Some heartbreaking testimonies include childhood ostracization in school, name-calling and feelings of rejection throughout their school years. Yelena Khanga, an Afro-Russian television presenter and producer, is known for her work on the early 2000s daily talk show “The Domino Effect.” In an interview with NPR, she shared her feelings of isolation and loneliness among her Soviet classmates. Her Russian boyfriend even referred to her as his “little monkey” as a racialized term of endearment.

Compounding these feelings of isolation were the continued depictions of Africans as wild and Africa as a dangerous place. A popular Soviet children’s cartoon from 1970, “Katorok,” features a song, “Chunga Changa,” which depicts Africans as jet-black, barely human figures who commune with wild animals while dancing. Worse, the song’s lyrics include a recitation of the stanza “chew coconuts and eat bananas.” What kind of feelings could these depictions engender toward Africans? Moreover, as waiting lines for basic consumer goods grew longer and few had access to foreign goods, the privileges of African students and visitors aggravated public hostilities against them. Ultimately, a general attitude of “how can these people come here and live better than we do, on our dime, when they are so underdeveloped and behind?” flourished.

The collapse of the Soviet Union in late 1991 represented a nadir for Africans living in the newly formed Russian Federation. Suddenly, they found themselves the unwanted guests of a government that no longer existed. They began to bear the brunt of anger about the Soviet system. Beatings, verbal assaults and murders of Africans, among other visible minorities, exploded. The 2010s were a harrowing period for any visible minority in Russia, as stabbings and physical assaults became commonplace in the major cities of Moscow and St. Petersburg. Quist-Adade’s respondents described being harassed in the street and told they had AIDS because they were mixed-race (or had a mixed-race child).

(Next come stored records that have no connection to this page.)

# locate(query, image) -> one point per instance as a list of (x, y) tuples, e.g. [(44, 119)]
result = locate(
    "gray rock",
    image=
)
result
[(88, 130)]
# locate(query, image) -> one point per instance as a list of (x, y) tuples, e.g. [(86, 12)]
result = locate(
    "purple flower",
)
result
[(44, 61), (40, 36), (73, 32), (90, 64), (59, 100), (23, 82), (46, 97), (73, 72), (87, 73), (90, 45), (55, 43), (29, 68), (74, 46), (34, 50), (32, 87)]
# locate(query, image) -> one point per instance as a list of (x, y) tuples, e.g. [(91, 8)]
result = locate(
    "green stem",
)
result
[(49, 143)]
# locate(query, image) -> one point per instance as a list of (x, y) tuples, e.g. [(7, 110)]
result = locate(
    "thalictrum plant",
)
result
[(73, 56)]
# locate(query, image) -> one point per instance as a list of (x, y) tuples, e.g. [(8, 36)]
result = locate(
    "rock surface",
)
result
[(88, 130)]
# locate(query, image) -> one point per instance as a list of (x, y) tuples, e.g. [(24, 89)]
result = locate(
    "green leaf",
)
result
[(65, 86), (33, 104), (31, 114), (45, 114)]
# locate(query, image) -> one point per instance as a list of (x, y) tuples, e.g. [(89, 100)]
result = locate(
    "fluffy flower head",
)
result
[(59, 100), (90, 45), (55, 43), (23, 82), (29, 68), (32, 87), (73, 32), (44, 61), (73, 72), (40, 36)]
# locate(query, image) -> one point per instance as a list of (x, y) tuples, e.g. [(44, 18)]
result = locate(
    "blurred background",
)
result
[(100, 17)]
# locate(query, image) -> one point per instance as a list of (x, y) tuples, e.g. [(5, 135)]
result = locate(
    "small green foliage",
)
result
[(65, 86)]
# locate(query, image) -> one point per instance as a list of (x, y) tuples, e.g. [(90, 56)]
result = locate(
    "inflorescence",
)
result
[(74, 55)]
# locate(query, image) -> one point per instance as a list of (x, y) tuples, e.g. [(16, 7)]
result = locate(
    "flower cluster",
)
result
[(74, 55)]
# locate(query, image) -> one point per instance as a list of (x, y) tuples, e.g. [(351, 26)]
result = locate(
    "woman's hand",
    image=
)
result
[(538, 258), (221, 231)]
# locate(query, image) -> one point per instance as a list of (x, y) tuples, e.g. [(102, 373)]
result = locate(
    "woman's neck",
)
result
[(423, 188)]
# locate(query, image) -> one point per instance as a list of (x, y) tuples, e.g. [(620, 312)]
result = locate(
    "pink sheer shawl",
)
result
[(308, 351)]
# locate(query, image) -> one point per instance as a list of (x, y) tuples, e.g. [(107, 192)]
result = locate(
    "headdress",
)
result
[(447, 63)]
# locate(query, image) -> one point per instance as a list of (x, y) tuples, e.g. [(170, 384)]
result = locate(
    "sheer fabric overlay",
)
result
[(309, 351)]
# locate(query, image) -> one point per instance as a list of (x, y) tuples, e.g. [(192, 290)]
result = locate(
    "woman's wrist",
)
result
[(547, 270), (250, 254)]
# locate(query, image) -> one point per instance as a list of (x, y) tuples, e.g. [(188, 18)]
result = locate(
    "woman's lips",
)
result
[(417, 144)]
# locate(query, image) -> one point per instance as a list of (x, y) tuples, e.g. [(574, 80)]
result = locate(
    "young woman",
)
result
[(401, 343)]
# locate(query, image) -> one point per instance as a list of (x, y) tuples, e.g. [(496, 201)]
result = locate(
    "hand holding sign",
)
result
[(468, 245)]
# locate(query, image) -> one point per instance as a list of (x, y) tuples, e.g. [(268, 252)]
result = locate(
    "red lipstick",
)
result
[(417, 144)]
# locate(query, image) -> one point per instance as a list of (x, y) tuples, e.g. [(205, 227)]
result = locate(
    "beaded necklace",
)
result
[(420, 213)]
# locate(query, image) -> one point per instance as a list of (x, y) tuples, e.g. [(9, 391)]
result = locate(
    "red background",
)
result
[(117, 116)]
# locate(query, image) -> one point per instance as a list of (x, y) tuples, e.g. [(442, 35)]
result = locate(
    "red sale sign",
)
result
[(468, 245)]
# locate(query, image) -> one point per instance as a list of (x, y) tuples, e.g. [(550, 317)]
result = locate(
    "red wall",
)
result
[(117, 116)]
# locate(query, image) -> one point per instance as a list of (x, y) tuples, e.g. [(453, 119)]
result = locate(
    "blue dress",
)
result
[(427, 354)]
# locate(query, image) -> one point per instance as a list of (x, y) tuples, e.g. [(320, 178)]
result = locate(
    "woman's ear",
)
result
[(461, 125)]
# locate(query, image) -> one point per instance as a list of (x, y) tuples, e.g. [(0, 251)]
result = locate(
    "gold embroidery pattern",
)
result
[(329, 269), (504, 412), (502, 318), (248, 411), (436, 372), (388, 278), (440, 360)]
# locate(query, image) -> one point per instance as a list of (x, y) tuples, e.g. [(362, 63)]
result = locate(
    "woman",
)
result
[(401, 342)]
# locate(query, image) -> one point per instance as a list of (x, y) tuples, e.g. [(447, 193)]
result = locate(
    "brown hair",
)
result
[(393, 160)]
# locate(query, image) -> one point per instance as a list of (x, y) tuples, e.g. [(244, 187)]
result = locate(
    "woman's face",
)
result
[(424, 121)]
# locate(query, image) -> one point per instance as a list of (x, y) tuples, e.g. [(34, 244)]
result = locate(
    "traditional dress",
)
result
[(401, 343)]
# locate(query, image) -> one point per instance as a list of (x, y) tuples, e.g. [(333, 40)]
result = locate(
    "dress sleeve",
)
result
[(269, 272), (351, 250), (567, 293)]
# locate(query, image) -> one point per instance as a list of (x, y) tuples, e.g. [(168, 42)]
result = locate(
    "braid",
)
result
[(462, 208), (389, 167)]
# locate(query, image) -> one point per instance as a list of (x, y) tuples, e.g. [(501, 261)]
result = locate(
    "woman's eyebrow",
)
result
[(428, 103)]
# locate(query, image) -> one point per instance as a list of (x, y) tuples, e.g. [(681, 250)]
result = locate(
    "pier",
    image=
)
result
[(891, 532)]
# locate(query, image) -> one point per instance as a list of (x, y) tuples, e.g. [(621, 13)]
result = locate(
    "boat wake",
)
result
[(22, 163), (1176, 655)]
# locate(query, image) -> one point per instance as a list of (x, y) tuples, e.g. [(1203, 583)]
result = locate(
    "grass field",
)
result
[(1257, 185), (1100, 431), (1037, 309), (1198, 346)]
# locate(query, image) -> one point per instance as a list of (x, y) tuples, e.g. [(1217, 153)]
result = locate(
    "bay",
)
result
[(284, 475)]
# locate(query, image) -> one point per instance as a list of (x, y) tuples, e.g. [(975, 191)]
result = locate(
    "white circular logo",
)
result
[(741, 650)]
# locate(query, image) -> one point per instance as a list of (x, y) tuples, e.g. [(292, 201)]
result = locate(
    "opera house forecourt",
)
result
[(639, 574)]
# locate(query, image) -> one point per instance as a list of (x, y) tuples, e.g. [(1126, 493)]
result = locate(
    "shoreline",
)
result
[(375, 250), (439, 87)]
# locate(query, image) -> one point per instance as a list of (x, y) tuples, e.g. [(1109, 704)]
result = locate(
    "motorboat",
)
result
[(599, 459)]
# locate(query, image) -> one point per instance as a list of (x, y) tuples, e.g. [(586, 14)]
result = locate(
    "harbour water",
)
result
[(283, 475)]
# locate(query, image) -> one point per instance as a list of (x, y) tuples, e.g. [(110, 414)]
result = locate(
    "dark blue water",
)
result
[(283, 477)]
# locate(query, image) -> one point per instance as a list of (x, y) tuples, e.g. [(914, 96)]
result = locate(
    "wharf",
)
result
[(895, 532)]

Most recently, Africans and Afro-Russians have decried the racism and discrimination they face daily. From racial slurs to discrimination in housing, Black people struggle for equality in the Russian Federation. Lemekhani Nyirenda’s odyssey of studying in Russia, only to be accused of drug trafficking and sentenced to 9 1/2 years in a Russian prison, is the latest example of Black people’s hardships in Russia. That Nyirenda’s death occurred in Russia’s brutal campaign in Ukraine while Russia is courting additional African support is the culmination of the decades-long tension between ideology and praxis in the Soviet Union and Russia toward Africa and Africans.

The conception of Africans as representatives of “backward” countries needing Russian material aid has continued and flourished in the latter years of Vladimir Putin’s rule. Nyirenda’s death, allegedly as a member of the Wagner Group of Russian mercenaries, is ironic because it is this same group that has boots on the ground across the African continent, extracting precious minerals and resources at the expense of Africans.

The experiences of Africans and African Americans in the Soviet Union are often flattened into a single “Black” experience. However, African Americans were treated better than people from Africa and were respected by their Soviet counterparts as representatives of the United States, the USSR’s most significant competitor and a model of industrial modernity. Moreover, Africans were representatives of countries that were seen as the little brothers of the Soviet Union in the quest to decolonize and liberate the Third World. Africans were in the USSR to learn skills to improve their home countries, which were often depicted as wild and backward. Unfortunately, these assumptions about Black Africans led to Afro-Russians’ ostracization in the late Soviet era and beyond. From throwing bananas at Black soccer players to wearing Blackface in ballet performances, some of the worst stereotypes of Blackness continue to thrive in the Russian Federation. The collapse of the Soviet Union did not end one form of internationalism in which the Soviet Union and its successor, the Russian Federation, participated — which is that of global anti-Blackness.